6. In Case of The Red
Dress
Hari Jumat,
Steven tiba di depan SMA 5 dan memarkirkan sepeda motornya di tempat parkir, ia
pun masuk ke dalam gedung sekolah tersebut dan menemui Greg saat ia berjalan
melewati selasar.
“Bagaimana, kau
bertemu Ben lagi?” tanya Greg “Apa yang kau dapat darinya?”
“Kakak
memberitahuku ada sebuah kotak yang ditemukan oleh polisi, dan coba tebak,
isinya adalah gaun hitam milik ibuku.”
“Menarik,
setidaknya gaun itu pasti dikenakan oleh ibumu saat reuni SMA ayahmu, aku tahu
kalau ibumu memakai gaun itu saat itu, itu semua terekam di kamera CCTV, aku
melihat gaun itu.”
Steven berkata
lagi saat mereka masuk ke dalam kelas dan duduk di bangku masing-masing “Kau
tahu, kurasa kita semakin dekat dengan keberadaan kedua orangtuaku yang
menghilang, dan juga si pembunuh yang membunuh kakakku.”
“Cukup adil.”
Seorang gadis
berkulit hitam dan rambutnya ikal berwarna hitam menemui Steven dan Greg, ia
menyapa “Halo, kudengar dari Bu Reni kalau kalian memecahkan kasus pembunuhan
Debbi. Aku butuh bantuan kalian.”
“Bu Reni
memberitahumu bahwa kami yang memecahkan kasus pembunuhan Debbi?
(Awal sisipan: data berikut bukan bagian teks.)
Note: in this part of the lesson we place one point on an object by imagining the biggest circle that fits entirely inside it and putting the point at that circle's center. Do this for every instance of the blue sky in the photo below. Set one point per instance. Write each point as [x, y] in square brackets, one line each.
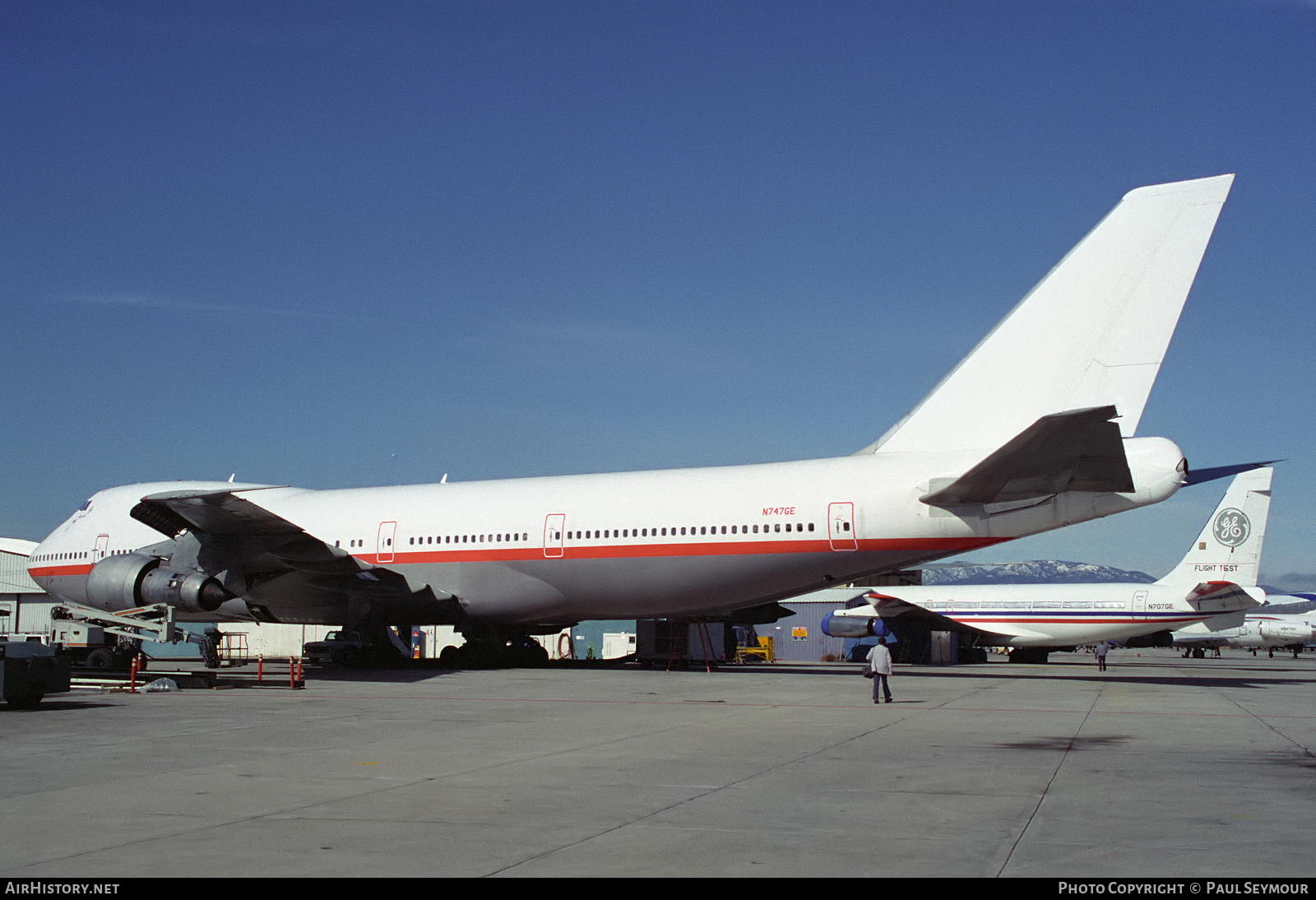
[340, 244]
Oke, aku
Greg.”
“Ya, aku sudah
tahu, kalian Steven dan Greg, detektif remaja yang dibicarakan Bu Reni.”
“Oke, kali ini
ada kasus apa yang ingin kau andalkan kami?” tanya Steven.
Gadis tersebut
memperlihatkan foto seorang gadis yang tak terlihat begitu cantik, wajah yang
memperlihatkan hanya ada satu jerawat, rambut hitam panjang dan ikal, serta
tampak memakai lensa kontak “Gadis ini bernama Linda, dia tewas terbunuh,
mayatnya ditemukan sehari setelah pesta dansa berakhir Maret lalu, aku tahu aku
seharusnya memperingatkannya bahwa dia bisa saja dalam bahaya, dia benar-benar
terbunuh! Aku tahu bahwa pelakunya adalah taksirannya, Ryan, yang membunuhnya.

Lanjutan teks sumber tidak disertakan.